Lion had asked for information on Universal Pictures’ film library and production deals in return for boosting its bid for Vivendi Universal Entertainment by $300 million, to $11.5 billion (Daily Variety, July 15). MGM, one of five remaining VUE suitors, said it would bow out of the process if the data wasn’t received by Monday.
Highest bid wins
“The whole thing is a joke,” observed an exec with one bidding group. “At the end of the day, they’re going to sell to whomever is the highest bidder.”
MGM claims its $11.5 billion bid is the highest among any offers to date for VUE. But the figure appears to include $1.6 billion of debt assumption, and investment community sources believe an offer by John Malone’s Liberty Media values Liberty at $10.5 billion plus debt assumption.

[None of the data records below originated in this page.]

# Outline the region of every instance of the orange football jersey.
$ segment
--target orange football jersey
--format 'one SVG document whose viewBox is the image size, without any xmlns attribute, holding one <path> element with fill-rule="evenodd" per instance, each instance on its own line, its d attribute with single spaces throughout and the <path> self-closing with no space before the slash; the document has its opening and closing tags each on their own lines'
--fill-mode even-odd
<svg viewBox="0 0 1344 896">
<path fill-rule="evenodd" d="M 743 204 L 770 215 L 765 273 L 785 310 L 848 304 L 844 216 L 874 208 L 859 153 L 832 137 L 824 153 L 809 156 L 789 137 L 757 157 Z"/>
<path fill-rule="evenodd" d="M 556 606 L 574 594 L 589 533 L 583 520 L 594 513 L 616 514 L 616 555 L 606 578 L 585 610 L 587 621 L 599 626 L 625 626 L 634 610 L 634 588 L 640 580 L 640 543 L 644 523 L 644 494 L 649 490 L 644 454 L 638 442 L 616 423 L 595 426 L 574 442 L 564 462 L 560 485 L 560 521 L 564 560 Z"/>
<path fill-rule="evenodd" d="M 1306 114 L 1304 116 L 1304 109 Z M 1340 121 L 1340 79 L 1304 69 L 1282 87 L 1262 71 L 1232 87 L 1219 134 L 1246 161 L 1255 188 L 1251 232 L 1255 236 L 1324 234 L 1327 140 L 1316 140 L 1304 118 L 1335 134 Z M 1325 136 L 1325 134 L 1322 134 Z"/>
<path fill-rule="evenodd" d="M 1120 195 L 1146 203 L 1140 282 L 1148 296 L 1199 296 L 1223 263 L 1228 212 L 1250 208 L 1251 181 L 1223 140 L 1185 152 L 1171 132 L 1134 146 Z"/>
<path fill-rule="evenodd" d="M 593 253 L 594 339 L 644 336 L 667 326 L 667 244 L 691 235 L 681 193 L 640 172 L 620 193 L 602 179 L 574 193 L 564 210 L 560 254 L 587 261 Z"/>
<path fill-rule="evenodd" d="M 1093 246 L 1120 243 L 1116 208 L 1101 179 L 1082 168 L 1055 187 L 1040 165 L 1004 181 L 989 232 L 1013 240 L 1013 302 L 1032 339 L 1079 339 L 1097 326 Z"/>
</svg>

That would yield a $12.1 billion “enterprise value” including debt assumption. On the other hand, Liberty is offering to buy just 70% of VUE, and it’s believed some of its bid would be based on Liberty shares, vs. MGM’s attractively all-cash bid for 100% of the company.
More bids to come?
Meanwhile, press speculation about possible scenarios still to play out in the seemingly endless auction continued Tuesday with a report that Sumner Redstone and Barry Diller may collaborate on a bid. New York Post article suggested the pair ultimately would split the VUE assets, with Viacom getting TV operations and Diller the film studio,
“Everybody is talking to everybody,” said a source close to the process.
But the insider added that most of the talk is driven by abstract scenarios invented by investment bankers that are unlikely ever to get off the drawing board.
Other bidders to date include a group led by former Viv U vice chairman Edgar Bronfman Jr. and General Electric’s NBC. An offer by a Marvin Davis-led group has been rejected as too low.